Autor: Roy, Angsuman
Rok vydání: 2016
DOI: 10.34917/9302961
Popis: Analog-to-digital converters are critically important in electronic systems. The difficulty in meeting high performance parameters increases as integrated circuit design process technologies advance into the deep nanometer region. Sigma-delta analog-todigital converters are an attractive option to fulfill many data converter requirements. These data converters offer high performance while relaxing requirements on the precision of components within an integrated circuit. Despite this, the active integrators found within sigma-delta analog-to-digital converters present two main challenges. These challenges are the power consumption of the active amplifier and achieving gain-bandwidth necessary for sigma-delta data converters in deep nanometer process technologies. Both of these challenges can be resolved through the replacement of active integrators with passive integrators at the expense of resolution. Three passive sigma-delta topologies were examined and characterized in detail. Two of these topologies were first-order and second-order noise shaping topologies. A new passive topology was developed which was determined to be optimal in resolution compared to the two traditional designs. This topology exhibits a first-order signal transfer function and a second-order noise transfer function. A method for increasing resolution of passive sigma-delta data converters despite inherent performance constraints was developed. Three example circuits were designed, fabricated and tested using On Semiconductor's C5 500 nanometer CMOS process.
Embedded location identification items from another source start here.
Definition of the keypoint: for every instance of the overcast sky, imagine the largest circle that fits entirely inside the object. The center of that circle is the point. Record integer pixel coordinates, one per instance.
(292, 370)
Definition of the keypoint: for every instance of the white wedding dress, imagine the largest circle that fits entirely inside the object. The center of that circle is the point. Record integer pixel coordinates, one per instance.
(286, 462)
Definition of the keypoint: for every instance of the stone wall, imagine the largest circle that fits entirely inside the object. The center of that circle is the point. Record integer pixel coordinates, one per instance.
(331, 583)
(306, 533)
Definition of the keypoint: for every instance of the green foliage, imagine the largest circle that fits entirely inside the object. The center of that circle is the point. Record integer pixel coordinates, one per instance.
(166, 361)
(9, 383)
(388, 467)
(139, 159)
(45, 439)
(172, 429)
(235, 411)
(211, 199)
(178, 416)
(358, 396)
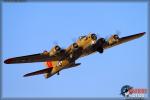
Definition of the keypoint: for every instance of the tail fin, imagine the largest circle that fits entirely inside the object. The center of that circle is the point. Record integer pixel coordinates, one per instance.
(47, 70)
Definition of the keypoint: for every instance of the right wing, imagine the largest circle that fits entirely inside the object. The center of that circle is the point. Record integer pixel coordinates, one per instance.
(31, 58)
(124, 39)
(47, 70)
These designs were optimized for low power and utilized memory sense amplifiers as quantizing elements. The first circuit, using passive lumped on-chip elements for the noise shaping network achieved a power consumption of 100 micro-watts and an effective resolution of 8-bits. The second circuit replaced the lumped components with switched-capacitor elements and achieved a power consumption of 6.75 micro-watts and an effective resolution of 9.3 bits. The third circuit was designed as a case study for the application of the proposed topology to "K-delta-1- sigma" modulators. This circuit achieved a power consumption of 10 milli-watts and an effective resolution of 8.5 bits.